Various deposited films and substrates may be selected depending on the purpose and use. For example, if a silicon wafer is used as the substrate and a molecular species containing nitrogen such as ammonia and silicon tetrahydride are included as a photochemically reactive gas, a silicon nitride protective film can be formed on the silicon wafer. Additionally, the apparatus of the present invention can be used to form metal films, insulating films, protective films, and amorphous material layers on substrates made of various materials. In addition, if there is a possibility that various molecular species and ionic species generated by the discharge will pass through the communication space 6 toward the substrate and deteriorate the performance of the deposited film, the communication space 6 should be closed to the above molecular species and ionic species. Just design it a little longer so that it maintains a distance longer than the mean free path of .

As can be understood from the description of the above-mentioned embodiments, the present invention provides a discharge space for producing stimulating light that causes a photochemical reaction, and a passage space for a photochemically reactive gas that receives the stimulating light and participates in the photochemical reaction. Surrounded by a single container via the joint space, the stimulating light directly irradiates the substrate and the photochemically reactive gas near the substrate without transmitting anything, and the photochemical reaction products are deposited as a vapor deposited film on the inner wall of the container and the substrate. Even if you do,
There is no formation of deposits that would interfere with irradiation with the stimulating light. Moreover, since the reaction product is designed to prevent the electrodes from being covered, a long-life "discharge built-in" chemical vapor deposition device can be provided.
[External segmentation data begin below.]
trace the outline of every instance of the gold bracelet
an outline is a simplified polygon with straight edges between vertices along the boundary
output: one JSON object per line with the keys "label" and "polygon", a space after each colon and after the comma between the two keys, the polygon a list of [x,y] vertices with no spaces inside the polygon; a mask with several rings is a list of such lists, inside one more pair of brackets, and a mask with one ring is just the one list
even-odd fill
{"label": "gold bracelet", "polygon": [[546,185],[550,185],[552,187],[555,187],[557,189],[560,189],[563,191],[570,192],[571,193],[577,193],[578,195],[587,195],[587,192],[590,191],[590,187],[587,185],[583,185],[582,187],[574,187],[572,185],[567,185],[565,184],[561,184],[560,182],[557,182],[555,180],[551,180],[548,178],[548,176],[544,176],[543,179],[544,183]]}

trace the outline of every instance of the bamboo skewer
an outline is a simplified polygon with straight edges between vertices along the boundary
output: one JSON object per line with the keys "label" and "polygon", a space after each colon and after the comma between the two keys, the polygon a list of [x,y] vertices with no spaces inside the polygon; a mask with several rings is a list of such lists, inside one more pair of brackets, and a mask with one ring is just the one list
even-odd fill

[Brief explanation of the drawing]

FIG. 1 is a schematic explanatory diagram of the embodiment device viewed from the direction in which the substrate 1 moves, and FIG. 2 is a schematic explanatory diagram of the same device viewed from the direction perpendicular to the direction in which the substrate 1 moves. FIG. 3 is an explanatory diagram of an example of a method for attaching the electrode 2 to the container 3. In the figure, 1 is a substrate, 2 is an electrode, 3 is a container, and 9
indicate the respective heaters.

Claims (1)

[Scope of Claims] 1. A discharge space that generates stimulating light that causes a photochemical reaction and a passage space for a photochemically reactive gas that receives the stimulating light and participates in the photochemical reaction are surrounded by the same container, and directed toward the discharge space, A chemical vapor deposition apparatus comprising a discharge electrode and a protective gas supply mechanism for supplying the electrode protective gas around the electrode.